Joker (2019) Warner Bros.
I finally made my way to the theater to see Joker last week, and I left the movie with feelings.
A lot of them.
Joker, directed by Todd Phillips and starring Joaquin Phoenix is a beautifully told story about what happens to the folks when society casts them aside.
Arthur Fleck lives in a run-down apartment in Gotham with his disabled mother. To make ends meet, he works as a show clown while battling several different mental illnesses. Because the citizens of Gotham are the worst human beings on earth, Arthur’s day-to-day happenings include constant verbal and physical abuse from the people he encounters on the job. Despite these things, Arthur’s job seems to be the only thing that brings him even a little bit of happiness. When he is abruptly fired (for something that isn’t entirely his fault), Arthur is sent on a downward spiral.
Thus begins Gotham’s reckoning in the form of a clown who goes by the name Joker.
Joker is beautiful, thought-provoking, and Joaquin Phoenix delivers the performance of a lifetime.
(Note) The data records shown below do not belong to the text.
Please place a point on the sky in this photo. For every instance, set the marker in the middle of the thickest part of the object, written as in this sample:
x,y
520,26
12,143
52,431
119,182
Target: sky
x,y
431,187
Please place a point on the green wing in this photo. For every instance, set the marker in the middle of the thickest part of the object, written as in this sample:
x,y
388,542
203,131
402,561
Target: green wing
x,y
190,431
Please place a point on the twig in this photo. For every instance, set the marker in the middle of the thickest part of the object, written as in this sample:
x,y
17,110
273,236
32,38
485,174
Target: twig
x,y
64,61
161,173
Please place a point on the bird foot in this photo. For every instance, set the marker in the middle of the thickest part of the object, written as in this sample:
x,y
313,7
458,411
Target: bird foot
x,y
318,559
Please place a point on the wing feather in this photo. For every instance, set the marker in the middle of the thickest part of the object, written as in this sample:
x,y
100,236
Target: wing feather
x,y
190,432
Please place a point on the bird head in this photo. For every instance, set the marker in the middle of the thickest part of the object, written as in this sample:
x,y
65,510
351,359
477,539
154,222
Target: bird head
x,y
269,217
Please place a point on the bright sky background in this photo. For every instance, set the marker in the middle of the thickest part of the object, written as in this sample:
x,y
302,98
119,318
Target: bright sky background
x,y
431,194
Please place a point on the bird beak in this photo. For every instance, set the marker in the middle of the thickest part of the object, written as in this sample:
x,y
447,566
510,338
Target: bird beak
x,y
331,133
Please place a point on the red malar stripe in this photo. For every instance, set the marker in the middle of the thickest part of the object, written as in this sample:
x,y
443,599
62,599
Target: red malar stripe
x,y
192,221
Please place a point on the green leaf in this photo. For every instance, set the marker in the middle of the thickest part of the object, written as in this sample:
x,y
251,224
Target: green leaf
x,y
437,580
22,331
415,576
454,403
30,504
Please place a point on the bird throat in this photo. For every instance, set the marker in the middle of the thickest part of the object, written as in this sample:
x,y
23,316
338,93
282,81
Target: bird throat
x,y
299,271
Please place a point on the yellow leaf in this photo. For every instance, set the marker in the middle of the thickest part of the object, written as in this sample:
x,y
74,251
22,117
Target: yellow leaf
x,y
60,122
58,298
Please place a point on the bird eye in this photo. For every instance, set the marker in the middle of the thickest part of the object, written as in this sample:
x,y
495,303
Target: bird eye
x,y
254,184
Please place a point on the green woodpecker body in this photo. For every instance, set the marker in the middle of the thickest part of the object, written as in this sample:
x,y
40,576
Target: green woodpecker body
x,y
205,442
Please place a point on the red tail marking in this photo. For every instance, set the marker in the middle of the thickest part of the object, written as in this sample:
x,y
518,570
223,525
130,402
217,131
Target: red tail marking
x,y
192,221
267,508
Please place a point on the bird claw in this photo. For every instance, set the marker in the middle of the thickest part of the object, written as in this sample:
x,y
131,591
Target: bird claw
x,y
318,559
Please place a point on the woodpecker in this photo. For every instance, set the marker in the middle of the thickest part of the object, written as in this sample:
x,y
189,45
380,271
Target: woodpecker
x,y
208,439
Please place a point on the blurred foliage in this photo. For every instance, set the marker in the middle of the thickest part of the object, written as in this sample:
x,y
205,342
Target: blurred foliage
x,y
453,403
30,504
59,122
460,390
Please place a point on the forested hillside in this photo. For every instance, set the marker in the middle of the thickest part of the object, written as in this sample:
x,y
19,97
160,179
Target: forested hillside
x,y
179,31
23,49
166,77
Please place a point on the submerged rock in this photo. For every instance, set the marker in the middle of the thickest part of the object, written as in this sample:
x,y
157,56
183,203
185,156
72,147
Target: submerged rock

That said, this movie has a LOT of issues.
Capitalism begets corruption in Gotham, and I was excited when Joker shed light on the ones left behind in such a system. However, Joker muddied its message on class issues when the oppressed become homicidal maniacs. Being pushed to the fringes of society is awful, but it is not an excuse to kill and terrorize people. Don’t feed the trolls.
Also, the Joker character has historically been a villain with no real political ties. He’s just a man clown who wants to watch the world descend into chaos. Once Arthur sheds his old life and leans fully into Joker, his tagline is “you get what you deserve.” The theme of who deserves what in society is recurring in the film and a very political one. It was incredibly conflicting for an apolitical character such as Joker to be making such a political statement.
The treatment of women, specifically Black women, in Joker is problematic. The carnage Joker unleashes on Gotham is reserved for the people who “deserve” it. Fueled by his thirst for revenge, Arthur allows people that have been “nice” to him to flee from his murderous tantrums. This mercy is not extended to Black women. Black female characters don’t even get the dignity of an on-screen death in Joker. It’s gross and disappointing.
Aside from the social critique, Joker is a very well made film. Though, of course, in an origin story that takes place in Gotham the studio couldn’t resist yet another Bruce Wayne origin.
If I have to watch those pearls fall in that alley one more time…
I’d love for DC comics to produce movies that feature some of their other characters, rather than focusing on Batman and friends over and over again. As good as this movie was, we didn’t need it.